Named team builds across past and current V5RC seasons. Each robot has its own page with build logs, decisions, port maps, and engineering notebook references. The fleet's naming convention follows two predator families: long-necked waders (Heron, Crane, Stork, Skimmer) and arc-strike birds (Osprey), with raptors (Kite, Owl, Falcon) for the speed-and-precision builds.
🔒 Private — for Team 2822
Team 2822A's competition build. Front roller intake for pins lying down; rear swing-arm with polycarb tube for pin/cup loader handoffs; flex-wheel toggle. Inspired by 355Z's Simple Bot Override 2-bar architecture — optimized for fast scoring through mechanical simplicity.
Team 2822C's competition build. Tall rear tower built from three vertical C-channels split into two bays: right bay holds a four-bar lift with V5 claw (2×11W inline); left bay holds a flex-wheel toggle (1×11W). Battery and brain on left for COG balance. Bill-and-pouch metaphor: V5 claw is the bill, alignment cavity at chassis front is the pouch. Descends from the Osprey chain-bar baseline but converged on four-bar.
Team 2822D's competition build (V1.5 four-bar with center tower). The unique spin: a 5.5W gear mechanism rotates the V5 claw independent of the lift, letting the team flip pins on their hex faces, invert upside-down cups, and order pin-on-cup combos deliberately during transit. Toggle architecture: two flex wheels mounted on the chassis rear face, spaced 14″ apart; both contact the same 26″ toggle bar simultaneously when the robot backs into the perimeter wall, giving 2-point grip for higher rotation reliability per engagement. 88W exactly at cap with 10 motors. The orientation-and-flip specialist of the fleet; sister-bot to Pelican and Osprey in the V1.5 family.
Team 2822E's competition build (V1.5 chain-bar variant). Single chain bar on a 13″ center tower sweeps 180° between two chassis cavities — back-cavity at the loader, front-cavity over the goal. Static-sprocket geometry holds manipulator level through the arc. Pneumatic pincer or polycarb tube on the chain bar tip (team chooses). Dual-side mirrored toggle (2 × 5.5W) for any-side wall engagement without chassis reorientation. 77W total — 11W spare. The committed-cycle, mechanically-simple sister to Pelican's four-bar lift.
Team 2822F's competition build (V1.0 baseline). Structurally the closest-to-baseline V1.0 build — recommended drivetrain with cavity, four-bar lift, V5 claw on the mounting template, flex-wheel toggle. The architectural divergence is in power transmission: the two 11W lift motors drive a shared output shaft that powers both the four-bar arm (geared 5:1 for torque) AND the flex-wheel toggle (stepped up 1:2.67 for speed) via different sprocket ratios on the same shaft. One motor pair, two purpose-built outputs. 71.5W total — 16.5W spare, the largest headroom in the active fleet. The kite metaphor lives in the power transmission: one anatomy, multiple performance regimes. Joins Osprey and Falcon in the raptor lane.

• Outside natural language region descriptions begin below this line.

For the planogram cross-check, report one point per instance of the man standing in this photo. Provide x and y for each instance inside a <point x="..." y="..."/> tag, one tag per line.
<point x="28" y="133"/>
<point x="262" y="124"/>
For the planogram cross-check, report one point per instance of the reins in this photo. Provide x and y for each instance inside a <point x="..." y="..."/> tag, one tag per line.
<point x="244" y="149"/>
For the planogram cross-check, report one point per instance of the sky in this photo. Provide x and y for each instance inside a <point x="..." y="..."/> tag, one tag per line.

Team 2822O's competition build (V1.0 baseline via Spoonbill). Inherits Spoonbill's chassis, four-bar lift, and dual rear flex-wheel toggle. The architectural divergence is the manipulator: four flex wheels in two opposing pairs on a pneumatically-pivoting body that snaps between horizontal (for field pickup) and vertical (for loader catch) orientations. Active rolling intake instead of a passive grip — the wheels handle both compression-grip and intake direction. Where Spoonbill rotates the element after grip (claw rotation gearbox), Owl reorients the manipulator before grip (pneumatic pivot). The fifth manipulator type in the fleet alongside V5 claw, pneumatic pincer, polycarb tube A, and polycarb tube B. Joins Falcon, Osprey, and Kite in the raptor lane.

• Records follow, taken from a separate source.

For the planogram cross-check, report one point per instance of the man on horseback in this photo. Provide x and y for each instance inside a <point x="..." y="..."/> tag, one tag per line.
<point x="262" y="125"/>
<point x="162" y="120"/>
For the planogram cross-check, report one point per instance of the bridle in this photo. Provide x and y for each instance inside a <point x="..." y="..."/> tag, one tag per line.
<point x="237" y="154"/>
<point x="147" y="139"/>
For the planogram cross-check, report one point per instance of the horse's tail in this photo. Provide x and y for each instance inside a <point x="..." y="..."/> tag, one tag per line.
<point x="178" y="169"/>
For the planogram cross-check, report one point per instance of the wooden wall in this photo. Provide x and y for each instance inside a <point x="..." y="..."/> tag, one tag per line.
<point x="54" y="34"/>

Compound mechanism concept — four-bar lift carrying a chain bar end-effector for both gross lift and reach extension. Named for the long-necked silhouette and the strike-from-stillness behavior. Most horizontal reach in the fleet but capped by SG2 expansion limit.
Six-bar lift concept. Single drive motor delivers nearly twice the vertical sweep of a four-bar at the same arm length, with the manipulator preserved level via the parallelogram constraint. Highest single-mechanism vertical reach in the fleet. Construction-crane double meaning lands the engineering reference instantly.

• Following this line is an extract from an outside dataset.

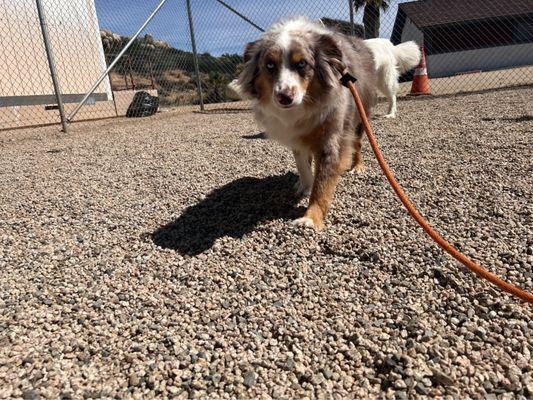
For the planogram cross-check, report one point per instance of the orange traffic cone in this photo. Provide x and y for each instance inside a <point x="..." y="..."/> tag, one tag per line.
<point x="420" y="79"/>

Double-reverse four-bar concept. Two four-bar stages chain-coupled for synchronized opposite rotation, doubling the vertical travel while folding flat at rest. The fleet's only architecture that combines high reach with sub-6″ stowed height — clears SG12 endgame limit without a separate fold sequence.
Articulating-arm concept. Shoulder + elbow + wrist + claw deliver any-angle reach within a 17″ semicircular workspace from the shoulder pivot. Fastest cycle time in the fleet via the dive-and-strike motion of a falcon on prey. The fleet's lone raptor; balances the wader-bird trio.